そのうちに、瑞希が今度は両手をそっと伸ばした。
「カプカプさん、抱きしめても……いいですか?」
瑞希の問いに、キャンディで片側の頬をぽっこり膨らませたまま、男の子はニコニコと自ら瑞希の両腕に飛び込んだ。
「わぁ……ミュラーさん、カプカプさんの体、ひんやりして気持ちいいですよ」
―― ミズキに抱き締められるなんて羨まし……じゃなかった。
笑顔で戯れる2人を思わず凝視していたミュラー、危うく本音がポロリと出るところだった。一度首をぶんぶん。

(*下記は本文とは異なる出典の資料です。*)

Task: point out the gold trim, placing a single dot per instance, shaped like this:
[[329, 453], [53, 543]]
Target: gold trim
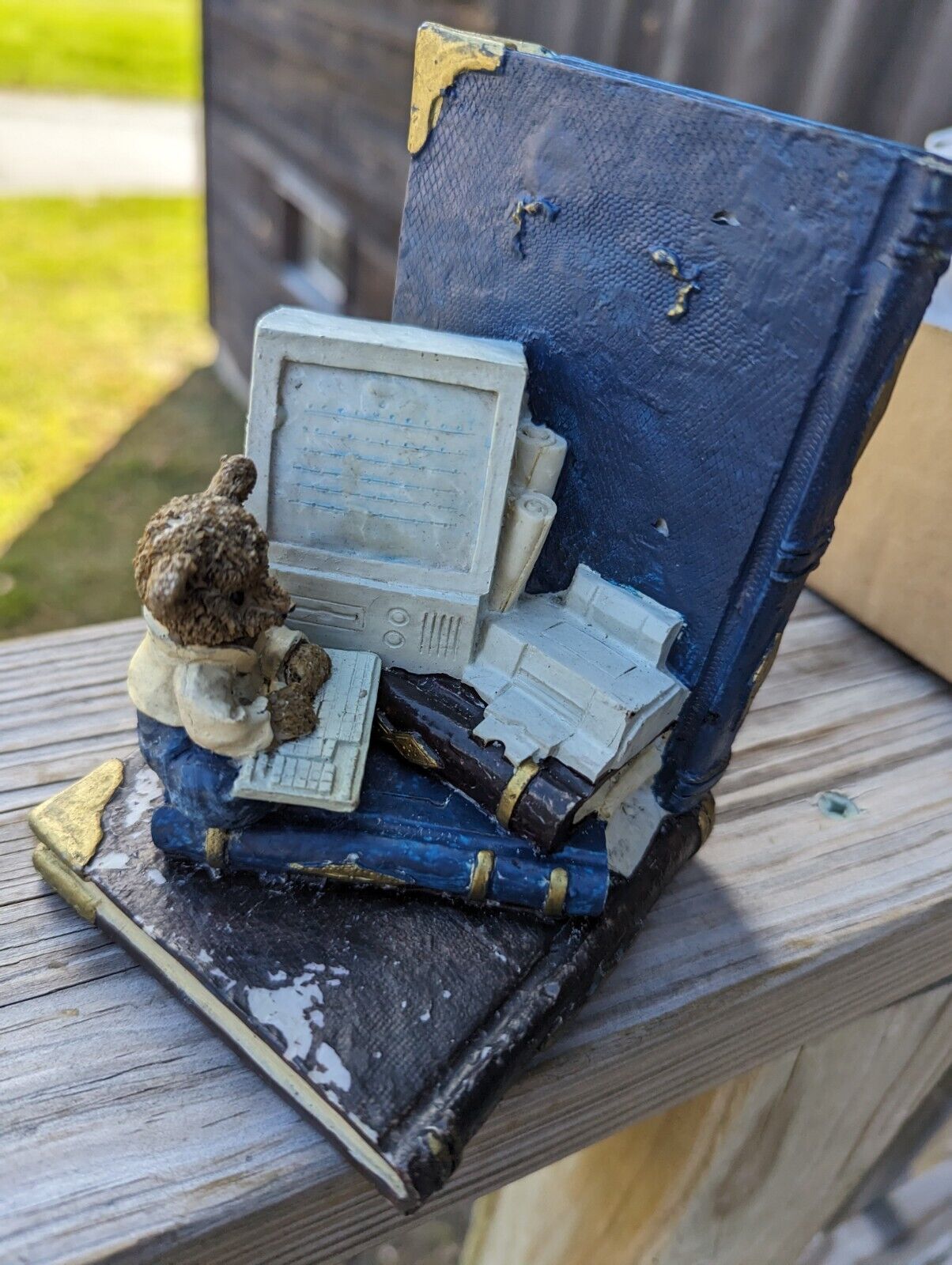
[[480, 874], [347, 872], [71, 822], [442, 55], [705, 816], [557, 892], [84, 896], [410, 746], [514, 788], [215, 847]]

「そういえば、抱きしめると幸運がやってくるかも、とか噂では言ってたね? じゃあ……」
俺も、と手を伸ばしたミュラーに、どうぞと言いかけた瑞希が硬直した。
ミュラーの広い腕の中に、カプカプ様だけでなく瑞希もすっぽりと収まっていたのだ。
みみみゅっ……、とどもる瑞希。頬がほんのり赤いのは、夕陽のせいだけではないようだ。
あ、猫語ミズキ。
以前にも見た、動揺のあまり可愛らしく噛む様をほんわかミュラーは堪能中。
そんな2人の間で、声こそ出ないもののそれはキャッキャッと喜ぶ笑顔を浮かべる男の子が。
楽しそうなカプカプ様の様子に、瑞希の体は次第に弛緩していく。
カプカプさん、何だか可愛い……。
温かな腕に抱かれて、瑞希はミュラーへ顔を向けた。
いつもの控えめな微笑とは違い、綻んだ蕾がゆるやかに開いて色鮮やかな姿で人を感嘆させるような、
とても、とても幸せそうな微笑みを称えて。
ミュラーの心が満ち足りていく。
―― これだけで俺には素晴らしい幸運だ……!
瑞希と男の子を抱えた腕の力を、ミュラーは微かに、微かに強めた。
俺はこんなに素敵な思いをもらったけれど、じゃあ彼女は?
最初はオーガを怖がり自分へも緊張や遠慮を向けていた彼女が、少しずつ気丈に成長し応えてくれるのが
ミュラーにとって嬉しくも、心苦しくもあって。
俺は少しでも君に何かを返せているのかな……。
彼女にもっと幸運が訪れて欲しいよ。
そう願うミュラーだけれど。
再び男の子へ向いた瑞希の表情は、彼の角度からは見えない。
もしも見えたなら、彼の願いが叶っていることを知っただろう。
―― もう少し……このままでもいいかな……
今日の潮風は今日しか感じられないように。
伝わるぬくもりが今だけな気がして名残惜しくて。
こんなに幸せなのは、カプカプさんのおかげでしょうか……それとも、ミュラーさんの……
瑞希は微笑む。先ほどよりも、もっともっと優しい気持ちを抱き締めて。
観察していた時よりも、ずっと温かな雰囲気を醸し出す二人に挟まれたカプカプ様。
自分を抱く細い腕と逞しい腕を、ぎゅっと一度抱き返すのだった。